The space complexity comes from recursion depth. In a balanced tree, the height is O(log n). In the worst case, such as a completely skewed tree, the height becomes O(n).
Test Cases
# Definition for testing
class TreeNode:
def __init__(self, val=0, left=None, right=None):
self.val = val
self.left = left
self.right = right
class Solution:
def rob(self, root):
def dfs(node):
if not node:
return (0, 0)
left_rob, left_skip = dfs(node.left)
right_rob, right_skip = dfs(node.right)
rob_current = node.val + left_skip + right_skip
skip_current = (
max(left_rob, left_skip) +
max(right_rob, right_skip)
)
return (rob_current, skip_current)
return max(dfs(root))
sol = Solution()
# Example 1
root1 = TreeNode(3)
root1.left = TreeNode(2)
root1.right = TreeNode(3)
root1.left.right = TreeNode(3)
root1.right.right = TreeNode(1)
assert sol.rob(root1) == 7 # provided example 1
# Example 2
root2 = TreeNode(3)
root2.left = TreeNode(4)
root2.right = TreeNode(5)
root2.left.left = TreeNode(1)
root2.left.right = TreeNode(3)
root2.right.right = TreeNode(1)
assert sol.rob(root2) == 9 # provided example 2
# Single node
root3 = TreeNode(10)
assert sol.rob(root3) == 10 # single house
# Root better than children
root4 = TreeNode(10)
root4.left = TreeNode(1)
root4.right = TreeNode(1)
assert sol.rob(root4) == 10 # rob root only
# Children better than root
root5 = TreeNode(1)
root5.left = TreeNode(10)
root5.right = TreeNode(20)
assert sol.rob(root5) == 30 # skip root
# Skewed tree
root6 = TreeNode(3)
root6.right = TreeNode(2)
root6.right.right = TreeNode(3)
root6.right.right.right = TreeNode(1)
assert sol.rob(root6) == 6 # linked-list style tree
# All zeros
root7 = TreeNode(0)
root7.left = TreeNode(0)
root7.right = TreeNode(0)
assert sol.rob(root7) == 0 # zero-valued nodes
# Grandchildren better choice
root8 = TreeNode(4)
root8.left = TreeNode(1)
root8.right = TreeNode(1)
root8.left.left = TreeNode(5)
root8.right.right = TreeNode(5)
assert sol.rob(root8) == 14 # rob root and grandchildren
| Test | Why |
|---|---|
[3,2,3,null,3,null,1] |
Validates the first provided example |
[3,4,5,1,3,null,1] |
Validates the second provided example |
| Single node tree | Tests minimal input size |
| Large root with small children | Ensures robbing root is chosen |
| Small root with large children | Ensures skipping root is chosen |
| Skewed tree | Tests recursion on unbalanced trees |
| All zero values | Ensures zero handling is correct |
| Grandchildren larger than children | Verifies non-adjacent optimization |
Edge Cases
One important edge case is a tree containing only a single node. A naive implementation might incorrectly assume the existence of children or perform unnecessary recursion. In this implementation, the DFS handles leaf nodes naturally because their children return (0, 0), making the node's robbed value equal to its own value.
Another important case is a highly unbalanced tree, where every node has only one child. Such a tree behaves similarly to a linked list. Some implementations may accidentally introduce excessive recomputation or incorrect parent-child handling in this scenario. Since this solution processes each node exactly once and uses only recursive state passing, it remains efficient even for skewed trees.

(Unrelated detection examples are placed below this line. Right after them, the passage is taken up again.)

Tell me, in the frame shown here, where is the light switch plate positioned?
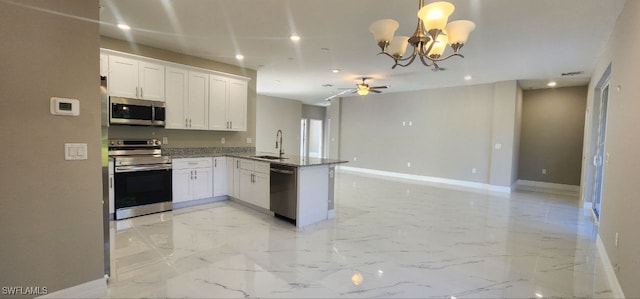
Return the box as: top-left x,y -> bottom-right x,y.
64,143 -> 88,160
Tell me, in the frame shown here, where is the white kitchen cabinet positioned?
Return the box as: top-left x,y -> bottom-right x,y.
209,75 -> 248,131
107,55 -> 165,101
165,67 -> 189,129
172,158 -> 213,203
213,157 -> 228,197
238,159 -> 270,210
100,54 -> 109,77
227,157 -> 240,198
165,67 -> 209,130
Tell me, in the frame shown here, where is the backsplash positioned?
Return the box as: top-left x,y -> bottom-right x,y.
162,146 -> 256,156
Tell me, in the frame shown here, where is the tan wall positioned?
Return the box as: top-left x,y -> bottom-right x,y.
0,0 -> 104,297
585,1 -> 640,298
339,84 -> 498,184
518,86 -> 587,186
100,36 -> 257,147
256,96 -> 302,155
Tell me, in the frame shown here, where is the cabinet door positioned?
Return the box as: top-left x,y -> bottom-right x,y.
227,157 -> 238,198
238,169 -> 256,205
187,72 -> 209,130
165,67 -> 189,129
171,169 -> 193,203
213,157 -> 228,197
227,80 -> 247,131
107,56 -> 138,98
100,54 -> 109,77
209,75 -> 229,131
138,61 -> 164,101
253,173 -> 271,210
192,167 -> 213,199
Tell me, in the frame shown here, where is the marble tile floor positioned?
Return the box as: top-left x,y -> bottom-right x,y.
108,172 -> 612,298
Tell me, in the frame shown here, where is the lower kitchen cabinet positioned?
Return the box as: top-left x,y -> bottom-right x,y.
172,158 -> 213,203
213,157 -> 228,197
238,159 -> 270,210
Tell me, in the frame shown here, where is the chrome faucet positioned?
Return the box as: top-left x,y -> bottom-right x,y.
276,130 -> 284,157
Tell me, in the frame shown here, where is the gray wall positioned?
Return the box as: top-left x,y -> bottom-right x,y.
340,83 -> 500,184
584,1 -> 640,298
100,36 -> 257,147
256,96 -> 302,155
0,0 -> 104,297
518,86 -> 587,186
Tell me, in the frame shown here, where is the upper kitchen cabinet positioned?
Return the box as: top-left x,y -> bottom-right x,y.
107,55 -> 165,101
165,67 -> 209,130
209,75 -> 248,131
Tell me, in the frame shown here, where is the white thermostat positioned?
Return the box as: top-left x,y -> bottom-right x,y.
51,97 -> 80,116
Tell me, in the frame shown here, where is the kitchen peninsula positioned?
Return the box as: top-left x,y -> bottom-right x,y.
170,150 -> 347,228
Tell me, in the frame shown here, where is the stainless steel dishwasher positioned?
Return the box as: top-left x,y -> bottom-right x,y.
270,163 -> 298,221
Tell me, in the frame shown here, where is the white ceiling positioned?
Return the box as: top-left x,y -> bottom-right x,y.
100,0 -> 624,104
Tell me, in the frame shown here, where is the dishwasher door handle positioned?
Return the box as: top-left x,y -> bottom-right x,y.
271,168 -> 295,174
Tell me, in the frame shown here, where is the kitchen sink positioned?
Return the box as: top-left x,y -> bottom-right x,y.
253,155 -> 286,160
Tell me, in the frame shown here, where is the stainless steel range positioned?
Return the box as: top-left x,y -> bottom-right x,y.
109,139 -> 173,220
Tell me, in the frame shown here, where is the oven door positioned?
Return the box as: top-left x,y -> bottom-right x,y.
114,166 -> 173,219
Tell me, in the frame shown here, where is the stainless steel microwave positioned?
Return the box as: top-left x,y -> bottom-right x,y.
109,97 -> 166,127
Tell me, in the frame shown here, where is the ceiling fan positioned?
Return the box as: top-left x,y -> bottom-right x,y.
353,77 -> 389,96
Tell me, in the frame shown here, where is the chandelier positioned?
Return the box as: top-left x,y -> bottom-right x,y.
369,0 -> 476,71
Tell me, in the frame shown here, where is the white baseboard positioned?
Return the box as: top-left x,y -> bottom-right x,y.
36,277 -> 108,298
596,234 -> 625,298
338,165 -> 511,193
514,180 -> 580,196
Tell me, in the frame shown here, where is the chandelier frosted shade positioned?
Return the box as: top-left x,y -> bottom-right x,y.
369,0 -> 476,70
445,20 -> 476,45
418,1 -> 455,32
369,19 -> 400,43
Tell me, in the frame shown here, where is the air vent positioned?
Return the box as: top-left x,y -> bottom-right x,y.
562,71 -> 584,76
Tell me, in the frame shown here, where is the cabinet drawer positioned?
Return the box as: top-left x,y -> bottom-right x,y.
172,158 -> 213,169
254,162 -> 271,174
239,159 -> 255,171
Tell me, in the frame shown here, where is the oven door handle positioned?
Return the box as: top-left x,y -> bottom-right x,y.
115,165 -> 171,173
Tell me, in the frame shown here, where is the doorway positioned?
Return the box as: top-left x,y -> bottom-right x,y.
300,118 -> 324,158
591,82 -> 609,221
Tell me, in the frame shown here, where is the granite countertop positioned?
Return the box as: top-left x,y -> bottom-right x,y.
169,152 -> 348,167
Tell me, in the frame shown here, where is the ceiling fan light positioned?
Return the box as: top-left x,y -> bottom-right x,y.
445,20 -> 476,45
387,35 -> 409,58
369,19 -> 400,43
418,1 -> 455,32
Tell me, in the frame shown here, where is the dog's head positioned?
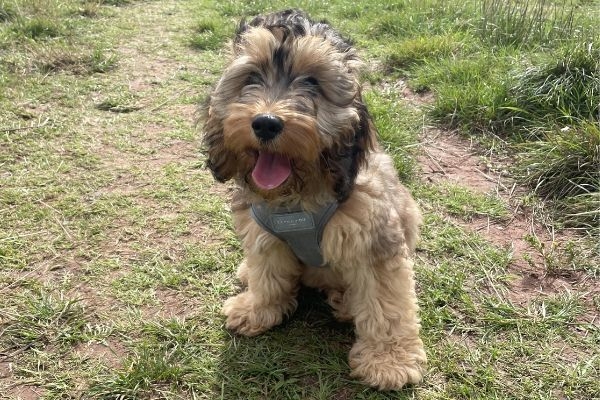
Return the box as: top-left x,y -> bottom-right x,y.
203,10 -> 375,201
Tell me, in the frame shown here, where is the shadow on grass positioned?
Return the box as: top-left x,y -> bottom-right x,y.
216,288 -> 413,399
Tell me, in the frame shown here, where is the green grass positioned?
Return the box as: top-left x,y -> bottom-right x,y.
0,0 -> 600,399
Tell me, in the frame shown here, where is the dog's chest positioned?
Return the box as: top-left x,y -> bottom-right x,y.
251,202 -> 338,267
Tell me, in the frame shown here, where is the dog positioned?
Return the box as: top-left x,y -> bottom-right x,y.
202,10 -> 426,390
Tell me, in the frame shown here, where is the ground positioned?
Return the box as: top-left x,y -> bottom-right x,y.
0,1 -> 600,399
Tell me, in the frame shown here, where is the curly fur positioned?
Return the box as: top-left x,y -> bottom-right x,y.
203,10 -> 426,390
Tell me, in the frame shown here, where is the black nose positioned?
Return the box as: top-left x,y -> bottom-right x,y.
252,114 -> 283,141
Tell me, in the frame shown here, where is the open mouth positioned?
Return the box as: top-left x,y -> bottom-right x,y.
252,150 -> 292,190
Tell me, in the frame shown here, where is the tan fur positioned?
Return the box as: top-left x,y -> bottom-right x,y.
204,10 -> 426,390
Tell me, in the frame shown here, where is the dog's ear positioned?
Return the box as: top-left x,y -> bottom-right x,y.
202,107 -> 238,182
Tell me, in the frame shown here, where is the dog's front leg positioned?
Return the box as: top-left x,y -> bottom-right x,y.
223,242 -> 302,336
342,256 -> 426,390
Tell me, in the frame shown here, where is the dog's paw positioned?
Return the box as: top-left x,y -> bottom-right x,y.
349,340 -> 427,390
223,292 -> 283,336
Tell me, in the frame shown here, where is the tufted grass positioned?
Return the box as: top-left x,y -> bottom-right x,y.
0,0 -> 600,399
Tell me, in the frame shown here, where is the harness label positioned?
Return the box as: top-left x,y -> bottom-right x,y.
271,212 -> 315,232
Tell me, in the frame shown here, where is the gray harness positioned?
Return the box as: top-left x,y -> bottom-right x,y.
251,201 -> 338,267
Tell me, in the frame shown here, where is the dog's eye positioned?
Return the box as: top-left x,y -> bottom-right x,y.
246,72 -> 263,86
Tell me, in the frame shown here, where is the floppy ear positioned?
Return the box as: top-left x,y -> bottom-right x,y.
323,93 -> 377,202
202,107 -> 238,182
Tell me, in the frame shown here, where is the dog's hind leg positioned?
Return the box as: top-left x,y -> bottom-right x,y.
348,255 -> 426,390
223,243 -> 302,336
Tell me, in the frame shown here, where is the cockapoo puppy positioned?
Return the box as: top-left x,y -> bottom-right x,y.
203,10 -> 426,390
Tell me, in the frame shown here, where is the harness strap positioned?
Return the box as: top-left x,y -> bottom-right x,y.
251,202 -> 338,267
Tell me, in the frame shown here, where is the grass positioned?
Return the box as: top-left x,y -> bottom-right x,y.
0,0 -> 600,399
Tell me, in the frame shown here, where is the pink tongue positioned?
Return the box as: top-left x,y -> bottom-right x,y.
252,151 -> 292,189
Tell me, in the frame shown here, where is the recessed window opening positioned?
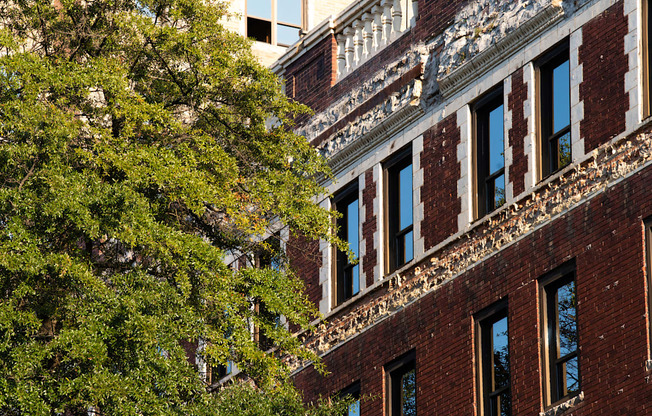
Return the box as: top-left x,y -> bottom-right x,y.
385,146 -> 414,272
474,88 -> 505,218
539,42 -> 572,178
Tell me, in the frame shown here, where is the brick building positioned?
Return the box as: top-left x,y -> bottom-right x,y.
273,0 -> 652,416
224,0 -> 350,66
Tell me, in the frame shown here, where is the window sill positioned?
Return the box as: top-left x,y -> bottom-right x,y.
539,391 -> 584,416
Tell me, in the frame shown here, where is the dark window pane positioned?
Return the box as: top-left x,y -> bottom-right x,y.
351,264 -> 360,296
276,24 -> 299,46
348,400 -> 360,416
403,231 -> 414,263
557,131 -> 571,169
346,199 -> 358,257
401,369 -> 417,416
247,0 -> 272,18
499,392 -> 512,416
491,317 -> 509,390
557,281 -> 577,358
247,17 -> 272,43
398,165 -> 412,230
552,60 -> 570,133
489,105 -> 505,175
560,357 -> 580,396
276,0 -> 301,26
494,175 -> 505,208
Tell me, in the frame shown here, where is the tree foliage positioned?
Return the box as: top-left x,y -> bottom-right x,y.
0,0 -> 332,415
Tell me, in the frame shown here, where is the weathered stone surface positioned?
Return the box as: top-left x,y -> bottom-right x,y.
291,127 -> 652,368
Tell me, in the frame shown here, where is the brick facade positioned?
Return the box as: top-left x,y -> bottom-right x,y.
579,1 -> 629,153
421,114 -> 460,250
507,68 -> 528,196
268,0 -> 652,416
362,169 -> 379,286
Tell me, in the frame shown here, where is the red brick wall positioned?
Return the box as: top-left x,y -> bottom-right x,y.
284,0 -> 468,129
295,167 -> 652,416
579,1 -> 629,152
507,68 -> 528,196
362,168 -> 378,287
421,114 -> 461,250
287,234 -> 322,308
284,35 -> 337,119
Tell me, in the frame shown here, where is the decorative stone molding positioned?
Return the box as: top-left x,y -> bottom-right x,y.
318,79 -> 423,173
289,123 -> 652,371
539,391 -> 584,416
437,0 -> 564,97
334,0 -> 417,80
297,44 -> 428,142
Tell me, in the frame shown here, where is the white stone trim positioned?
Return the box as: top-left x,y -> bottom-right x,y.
438,2 -> 564,97
623,0 -> 645,130
523,62 -> 539,192
457,105 -> 473,231
319,198 -> 334,315
503,75 -> 514,204
358,172 -> 367,292
568,27 -> 586,162
412,136 -> 425,259
373,163 -> 386,282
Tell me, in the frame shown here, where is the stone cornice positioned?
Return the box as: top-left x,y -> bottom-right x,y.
437,4 -> 564,98
289,122 -> 652,372
329,80 -> 424,174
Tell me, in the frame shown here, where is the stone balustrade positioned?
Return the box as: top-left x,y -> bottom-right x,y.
335,0 -> 417,80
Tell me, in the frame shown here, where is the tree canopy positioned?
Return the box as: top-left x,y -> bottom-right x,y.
0,0 -> 341,415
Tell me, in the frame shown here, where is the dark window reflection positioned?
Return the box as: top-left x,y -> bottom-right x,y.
547,275 -> 580,403
475,89 -> 505,217
540,45 -> 572,177
401,369 -> 417,416
480,310 -> 512,416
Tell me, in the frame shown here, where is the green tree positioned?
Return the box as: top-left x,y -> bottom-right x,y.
0,0 -> 338,415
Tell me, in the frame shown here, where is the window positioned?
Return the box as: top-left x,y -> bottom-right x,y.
477,302 -> 512,416
645,217 -> 652,354
385,351 -> 417,416
385,147 -> 414,272
334,183 -> 360,304
542,266 -> 580,404
247,0 -> 303,46
537,41 -> 571,178
340,381 -> 360,416
474,88 -> 505,218
641,0 -> 652,118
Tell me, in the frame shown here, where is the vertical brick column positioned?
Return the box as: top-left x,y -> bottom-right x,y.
503,75 -> 514,204
419,114 -> 460,251
571,1 -> 630,154
623,0 -> 644,130
412,135 -> 425,259
516,62 -> 539,195
456,105 -> 473,230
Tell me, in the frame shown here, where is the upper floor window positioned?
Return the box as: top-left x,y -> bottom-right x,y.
542,267 -> 580,404
334,182 -> 360,304
478,303 -> 512,416
538,41 -> 572,178
645,217 -> 652,358
474,88 -> 505,218
385,351 -> 417,416
385,147 -> 414,272
247,0 -> 303,46
340,381 -> 360,416
641,0 -> 652,119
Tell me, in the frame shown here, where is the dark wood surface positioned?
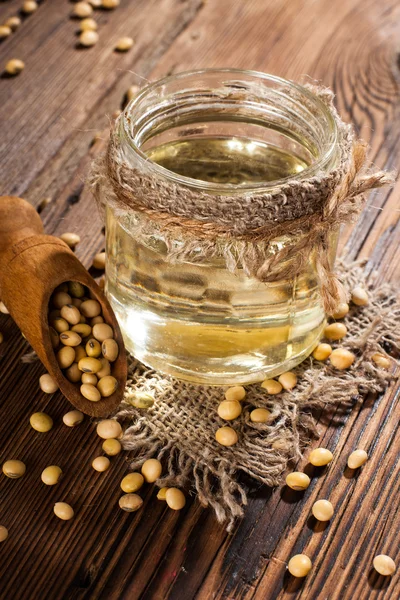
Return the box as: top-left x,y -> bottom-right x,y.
0,0 -> 400,600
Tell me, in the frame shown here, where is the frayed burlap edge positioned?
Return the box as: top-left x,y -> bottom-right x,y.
115,263 -> 400,531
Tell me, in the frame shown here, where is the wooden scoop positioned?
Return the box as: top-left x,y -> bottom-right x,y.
0,196 -> 127,417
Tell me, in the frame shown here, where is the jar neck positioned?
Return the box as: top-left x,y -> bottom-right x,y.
119,69 -> 339,195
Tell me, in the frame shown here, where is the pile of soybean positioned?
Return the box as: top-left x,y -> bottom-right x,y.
47,281 -> 119,402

A third important edge case occurs when skipping a node is better than robbing it. For example, a small-valued parent with very large-valued children should not be robbed. Greedy approaches often fail here because taking the current node may block access to more valuable descendants. This implementation explicitly computes both possibilities at every node and chooses the optimal result, ensuring correctness.
Another subtle edge case involves zero-valued nodes. A node with value 0 may still influence the structure of valid robberies because robbing it prevents robbing its children. The algorithm correctly evaluates both states independently, so it never assumes robbing a node is beneficial simply because it exists.